Re: An HTML language specification vs. a browser specification

On Nov 18, 2008, at 2:10 AM, Ian Hickson wrote:
> On Mon, 17 Nov 2008, Roy T. Fielding wrote:
>> On Nov 17, 2008, at 4:45 PM, Ian Hickson wrote:
>>> Your e-mail seemed to imply a set of fundamental assumptions that  
>>> I am
>>> not sure we share. In order to help get a better common  
>>> understanding,
>>> I'd like to see if you can explain to me whether I am correct  
>>> that you
>>> have those assumptions and if so, why you hold them to be true.
>>> 1. Browsers, in particular HTML parsers in browsers, change with
>>>    regularity in ways that change the rendering of existing pages.
>> I made no such claim.
> Ok.
> Could you elaborate on what you meant by the following, then?:
> | In order for me to design my content for testing on current  
> browsers,
> | I'd have to regenerate it every six months (more frequently  
> during the
> | cycles when competition between browser vendors is relevant).
>  --

The definition of what is a "current browser" changes every six
months.  So, in order for me to design my content by testing in a
current browser, I would have to redesign my content every six months.
Obviously, I don't do that.  I design my content using tools that
have been developed based on specifications and experience over
the past 15 years.  I have the luxury of being able to fix those
tools when they do something that violates the specifications.
Most authors just use the tools that are given to them.

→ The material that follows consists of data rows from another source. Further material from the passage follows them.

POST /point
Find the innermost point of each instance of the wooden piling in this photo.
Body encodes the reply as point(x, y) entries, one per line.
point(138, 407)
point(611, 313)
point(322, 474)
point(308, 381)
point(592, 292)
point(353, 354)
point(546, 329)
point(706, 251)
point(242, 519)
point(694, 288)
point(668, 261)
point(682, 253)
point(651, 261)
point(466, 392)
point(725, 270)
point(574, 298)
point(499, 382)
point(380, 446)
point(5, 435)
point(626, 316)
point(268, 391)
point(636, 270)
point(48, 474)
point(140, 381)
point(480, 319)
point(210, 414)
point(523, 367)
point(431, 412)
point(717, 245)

>>> 2. The vast majority of "non-program" content was written long  
>>> before
>>>    MSIE6 existed (2001).
>>> My understanding is that content on the Web has been growing  
>>> exponentially
>>> year over year, which makes this assumption seem implausible.  
>>> Could you
>>> provide us with data that backs up your assertion?
>>> (Data that backs up the opposite assertion would be, for example,  
>>> that
>>> search engines around 2000 knew of about a billion pages, whereas  
>>> search
>>> engines today know of about a trillion pages, suggesting that the  
>>> majority
>>> of content is newer than 2000. [1])
>>> [1]
>> Written programmatically includes everything rendered by blogging
>> software, content management systems, Google, Yahoo, Facebook,
>> YouTube, Word's "save as HTML", and regurgitated by sites that
>> transclude other sites.
>> The billion or so pages of information growth is almost entirely
>> placed into HTML form by authoring tools that do not give authors
>> control over the HTML form.  Those tools are developed based on
>> language specifications and generic templates, not by "designing
>> for current browsers" which didn't exist at the time and not by
>> "testing what works in current browsers" that have a lifetime far
>> shorter than the information produced by authoring tools.
> To clarify, is it therefore the case that you subscribe to the  
> following
> statements?:
> 2a. What works in contemporary browsers at a time t1 is not  
> necessarily a
>     subset of what works in browsers at a significantly later time t2.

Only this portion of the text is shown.